La reine d’Angleterre l’a confirmé mardi en annonçant le programme législatif du nouveau gouvernement de Boris Johnson : le Royaume-Uni compte bien interdire les "thérapies de conversion" qui visent les personnes de la communauté LGBTQIA +. Ces pratiques, fondées sur des principes pseudoscientifiques, considèrent l’homosexualité (ainsi que la bisexualité et parfois la transidentité) comme une orientation sexuelle "pathologique" et consistent en plusieurs méthodes censées "réorienter" les personnes homosexuelles ou bisexuelles vers l’hétérosexualité, qui vont de la méditation forcée à des exorcismes parfois très violents.
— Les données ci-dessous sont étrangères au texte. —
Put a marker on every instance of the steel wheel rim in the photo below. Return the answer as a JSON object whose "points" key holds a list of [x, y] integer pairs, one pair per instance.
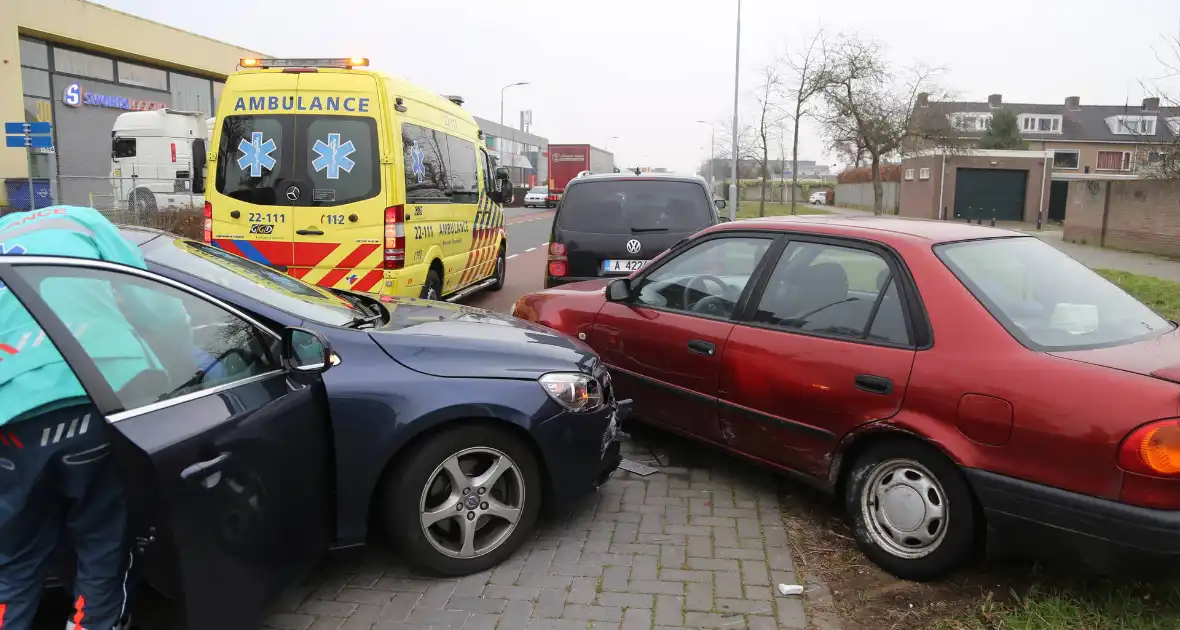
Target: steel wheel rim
{"points": [[905, 509], [472, 503]]}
Ces pratiques sont aujourd’hui majoritairement considérées comme fallacieuses, inefficaces et dangereuses, car elles renforcent les préjugés homophobes et peuvent affecter très durement la santé physique et psychologique des personnes, souvent très jeunes, qui y sont exposées. Si le sujet est régulièrement évoqué aux Etats-Unis, dans les milieux très religieux, il existe aussi en Europe. Pourtant en mars 2018, le Parlement européen a justement appelé les Etats membres à interdire les thérapies de conversion. Pour l’instant, c’est loin d’être le cas partout.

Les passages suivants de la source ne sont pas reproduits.